Ill. rights group: Electric prod was used on animals
By Dale Quinn
Arizona Daily Star
Feb. 27, 2008
Tucson, Arizona-An Illinois-based animal-rights organization has filed a complaint claiming that horses at this year's Fiesta de Los Vaqueros were treated with unnecessary cruelty.
The group called SHARK, or Showing Animals Respect and Kindness, filed the complaint Monday morning with the animal services division in Arizona's Department of Agriculture because horses were shocked with an electric prod during the rodeo, said Janet Enoch, a SHARK investigator.
The group claims the use of electric prods on the horses violates a city ordinance that prohibits a person from inflicting unnecessary cruelty upon an animal.
Ed Hermes, a spokesman for the animal services division in the Department Agriculture, confirmed that the agency is investigating the abuse claim. "We take any case with animal abuse allegations very seriously," Hermes said. Fabian Pacheco, a spokesman for the Tucson Police Department, said the department has received no complaint regarding the group's claim, and no investigation has been initiated.

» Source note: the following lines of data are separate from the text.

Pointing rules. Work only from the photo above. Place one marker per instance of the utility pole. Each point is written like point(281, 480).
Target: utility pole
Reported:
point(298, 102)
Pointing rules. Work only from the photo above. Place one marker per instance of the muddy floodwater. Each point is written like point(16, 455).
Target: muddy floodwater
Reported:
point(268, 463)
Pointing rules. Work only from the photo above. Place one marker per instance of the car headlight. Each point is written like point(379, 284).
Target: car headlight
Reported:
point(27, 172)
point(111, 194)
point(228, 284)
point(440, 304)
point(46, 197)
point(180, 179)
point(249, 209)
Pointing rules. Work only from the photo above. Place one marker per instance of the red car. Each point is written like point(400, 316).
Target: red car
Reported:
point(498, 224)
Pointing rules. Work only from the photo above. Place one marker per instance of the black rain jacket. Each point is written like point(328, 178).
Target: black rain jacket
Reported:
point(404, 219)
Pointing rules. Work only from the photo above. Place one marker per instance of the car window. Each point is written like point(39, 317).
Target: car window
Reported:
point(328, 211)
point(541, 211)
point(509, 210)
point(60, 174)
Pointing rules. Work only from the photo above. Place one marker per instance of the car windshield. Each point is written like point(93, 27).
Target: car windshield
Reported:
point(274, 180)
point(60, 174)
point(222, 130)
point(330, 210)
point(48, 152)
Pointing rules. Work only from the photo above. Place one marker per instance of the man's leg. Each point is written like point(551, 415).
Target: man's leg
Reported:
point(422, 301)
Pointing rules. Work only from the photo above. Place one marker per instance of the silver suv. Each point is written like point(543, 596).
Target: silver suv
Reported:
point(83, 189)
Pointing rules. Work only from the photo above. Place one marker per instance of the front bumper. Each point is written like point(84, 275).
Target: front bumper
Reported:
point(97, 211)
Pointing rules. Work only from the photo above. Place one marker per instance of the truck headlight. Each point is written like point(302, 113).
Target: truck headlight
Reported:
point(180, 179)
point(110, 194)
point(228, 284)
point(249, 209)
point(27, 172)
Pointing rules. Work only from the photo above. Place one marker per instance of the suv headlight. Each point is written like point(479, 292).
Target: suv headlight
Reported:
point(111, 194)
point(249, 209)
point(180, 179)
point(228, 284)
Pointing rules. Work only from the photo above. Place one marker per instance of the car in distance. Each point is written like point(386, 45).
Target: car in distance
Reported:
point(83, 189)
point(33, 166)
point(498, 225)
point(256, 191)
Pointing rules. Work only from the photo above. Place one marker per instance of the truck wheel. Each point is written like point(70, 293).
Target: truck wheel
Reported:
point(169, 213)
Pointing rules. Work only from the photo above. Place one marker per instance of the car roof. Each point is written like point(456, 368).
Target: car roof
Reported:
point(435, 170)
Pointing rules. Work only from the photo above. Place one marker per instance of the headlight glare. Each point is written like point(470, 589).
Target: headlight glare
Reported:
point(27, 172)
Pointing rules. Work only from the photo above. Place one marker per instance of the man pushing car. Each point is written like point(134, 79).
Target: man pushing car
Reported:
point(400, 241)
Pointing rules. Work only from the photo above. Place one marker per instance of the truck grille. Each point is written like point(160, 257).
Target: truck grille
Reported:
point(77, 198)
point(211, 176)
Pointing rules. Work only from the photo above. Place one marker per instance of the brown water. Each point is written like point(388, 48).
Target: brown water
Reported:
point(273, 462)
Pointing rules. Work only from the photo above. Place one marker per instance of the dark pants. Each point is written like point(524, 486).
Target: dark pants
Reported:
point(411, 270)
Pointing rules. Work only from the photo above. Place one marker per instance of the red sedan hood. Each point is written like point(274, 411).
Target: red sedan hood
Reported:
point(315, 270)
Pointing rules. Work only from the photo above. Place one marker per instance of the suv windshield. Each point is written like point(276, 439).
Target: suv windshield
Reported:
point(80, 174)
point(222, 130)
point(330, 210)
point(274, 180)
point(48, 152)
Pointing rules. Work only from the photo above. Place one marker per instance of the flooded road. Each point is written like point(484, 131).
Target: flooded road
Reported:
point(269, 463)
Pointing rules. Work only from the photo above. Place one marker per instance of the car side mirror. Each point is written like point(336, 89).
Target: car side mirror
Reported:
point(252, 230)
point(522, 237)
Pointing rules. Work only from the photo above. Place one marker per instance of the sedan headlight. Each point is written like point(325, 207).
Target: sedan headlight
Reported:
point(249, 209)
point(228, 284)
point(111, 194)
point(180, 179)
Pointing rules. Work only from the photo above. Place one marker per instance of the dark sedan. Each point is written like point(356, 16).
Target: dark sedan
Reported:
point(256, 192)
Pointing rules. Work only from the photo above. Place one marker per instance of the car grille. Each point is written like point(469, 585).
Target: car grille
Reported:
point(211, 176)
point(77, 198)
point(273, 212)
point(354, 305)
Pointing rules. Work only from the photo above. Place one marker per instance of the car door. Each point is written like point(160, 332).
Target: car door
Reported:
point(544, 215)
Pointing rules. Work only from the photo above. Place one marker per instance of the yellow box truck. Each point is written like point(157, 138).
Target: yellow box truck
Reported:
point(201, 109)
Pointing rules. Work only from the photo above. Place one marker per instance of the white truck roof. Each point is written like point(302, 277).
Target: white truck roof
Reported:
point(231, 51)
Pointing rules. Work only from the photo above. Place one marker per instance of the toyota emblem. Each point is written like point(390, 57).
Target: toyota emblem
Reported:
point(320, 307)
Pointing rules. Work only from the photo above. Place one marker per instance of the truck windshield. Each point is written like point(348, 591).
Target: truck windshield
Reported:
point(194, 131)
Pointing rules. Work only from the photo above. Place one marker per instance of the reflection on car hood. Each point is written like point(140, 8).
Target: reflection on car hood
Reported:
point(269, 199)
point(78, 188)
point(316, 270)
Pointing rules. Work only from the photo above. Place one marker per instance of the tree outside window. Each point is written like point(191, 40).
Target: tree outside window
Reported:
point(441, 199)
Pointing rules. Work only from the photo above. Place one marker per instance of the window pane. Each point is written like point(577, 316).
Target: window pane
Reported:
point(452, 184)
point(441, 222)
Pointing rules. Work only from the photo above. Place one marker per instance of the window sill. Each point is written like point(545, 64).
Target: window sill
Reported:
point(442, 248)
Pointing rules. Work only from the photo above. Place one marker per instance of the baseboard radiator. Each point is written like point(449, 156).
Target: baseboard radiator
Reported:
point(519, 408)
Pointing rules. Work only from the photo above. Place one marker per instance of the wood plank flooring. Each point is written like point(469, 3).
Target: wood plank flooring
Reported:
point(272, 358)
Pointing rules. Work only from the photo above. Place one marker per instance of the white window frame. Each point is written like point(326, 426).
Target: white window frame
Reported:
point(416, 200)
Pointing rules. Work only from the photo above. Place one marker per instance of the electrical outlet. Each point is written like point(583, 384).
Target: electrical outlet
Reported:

Steve Hindi, SHARK's president and founder, said he took video footage of horses being shocked with a prod that can deliver what he described as up to 6,000 volts of electricity.
In a video posted on the video- sharing Web site YouTube.com, men can be seen pressing a black, hand-held device against horses' flanks once riders are on top of the horses and the stall gates swing open. The men then appear to try to hide the device from view as they step back from the stall.
Hermes said the Department of Agriculture has requested the unedited video so it can be examined during the investigation. A challenge may emerge for investigators because many of the people handling the animals may have already left the state, he said.
Hermes said he didn't know how long the investigation would take. "We're just in the information gathering stage," he said.
The Department of Agriculture had its own livestock officers at the rodeo and none of them witnessed animal abuse, Hermes said, but that doesn't mean it didn't occur.
Hindi said shocking the horses with such a prod is a painful and cruel way to get the animals to buck. He said his organization isn't opposed to rodeos, but it does work to make sure animals aren't treated cruelly when they take place. Gary Williams, the general manager of the Tucson Rodeo, said animals aren't treated cruelly at La Fiesta de los Vaqueros and it's important to remember that a horse's hide is much thicker than a human's skin.
He said the men involved work for the livestock provider contracted by the rodeo. He said the devices are used to get the animals out of the chute to prevent them from bucking in the enclosed area where the rider and horse might be hurt — a practice accepted by the Professional Rodeo Cowboys Association. Hindi has attacked many rodeos in the past, Williams said.
"It's pretty typical of Steve Hindi and his efforts at discrediting rodeos," he said.
Delivering a shock can be a humane way to get livestock to move from one place to another, Williams said. The handlers of the horses deliver the shock to get them out of a stall when the gate opens so they don't start bucking early, which could injure the horse or its rider, he said.
Beutler & Son Rodeo Co., based in Elk City, Okla., owns the animals used in the Tucson Rodeo, Williams said. The owners of the animals aren't going to mistreat them because animals that have been abused don't perform well in rodeos, he said.
Williams said there have never been allegations of cruelty at the Tucson Rodeo in the past.
Hindi said this is the first time SHARK has investigated the Tucson Rodeo. The organization has a small number of people working for it and there are many rodeos that its employees investigate, Hindi said.